The freighter never made it across the Atlantic. It was torpedoed by a U-Boat. Elsie's sister was never found, and was presumed to have drown. Elsie was rescued by members of the crew, and they drifted in a lifeboat in the North Atlantic for several days before being rescued by an American warship then engaged in "Neutrality Patrol" between the American coast and Iceland. Elsie did make it to America, only to find the elderly relative was also dead.
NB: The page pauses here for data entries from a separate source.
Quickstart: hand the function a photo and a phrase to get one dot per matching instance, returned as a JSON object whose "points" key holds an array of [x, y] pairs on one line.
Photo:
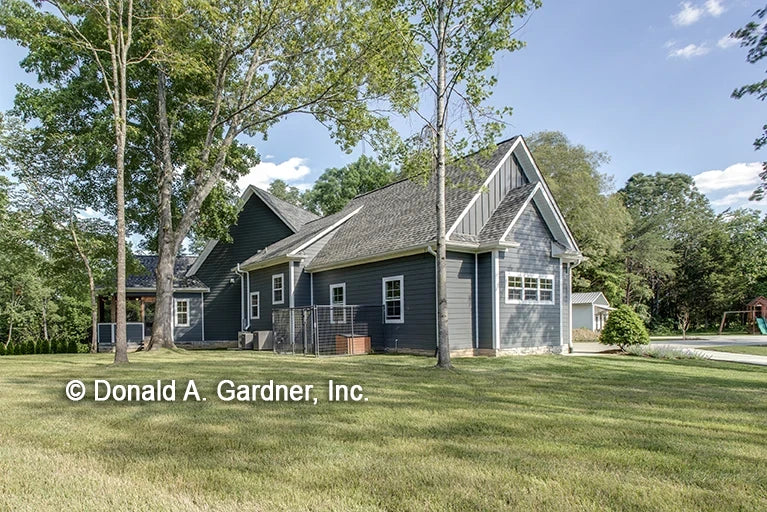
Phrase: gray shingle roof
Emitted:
{"points": [[505, 213], [588, 298], [149, 279], [398, 216], [296, 217]]}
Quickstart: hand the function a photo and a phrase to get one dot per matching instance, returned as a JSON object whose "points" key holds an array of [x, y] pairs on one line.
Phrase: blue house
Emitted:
{"points": [[365, 277]]}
Granted refugee status, Elsie was placed in an orphanage. When the war ended the Red Cross discovered that her parents and her brothers, and many members of her extended family, were all gone or missing, victims of either the Holocaust or lost in the shuffle of millions of European refugees shuttling to and fro across post-War Europe. She was adopted by an American Jewish family in New York, her new father being a judge in the New York City judicial system.
She married, against the family's wishes, a Subway train conductor and they lived happily in wedded bliss for 60 years. He died last year, a victim of bladder cancer. They have one son who was "too busy" to visit her in the hospital for the week she was there, and she was being discharged that day. No one had made arrangements to ensure someone would be home when she arrived, and she had no house keys. The ambulette driver was reluctant to take her home not knowing if anyone would be there to receive her.
So, I offered to call her son to ensure the arrangements were made. He was an arrogant piece of shit, and had we been in the same room I might have kicked his worthless ass. He couldn't leave work and couldn't "they" just keep her there until he came for her? Considering it's mid-January and the hospital is jam-packed with respiratory cases (Mrs. Overlord waited three days for a bed in the respiratory ICU), the answer was going to most certainly be "no", and besides, I'm not the person who makes those decisions; I was just doing a favor for a delightful old woman.
So, I lost my temper.
I told the little fucktard that I found him to be disgusting. That his mother was more important than whatever it was he was doing (turns out he's a finance guy. I know the type), and that he'd better get his ass home and be there for her. Otherwise, I would find out where he worked and personally curb-stomp his despicable ass.
Elsie was in tears when they rolled her out. But very grateful.
I think I'm going to remember her forever.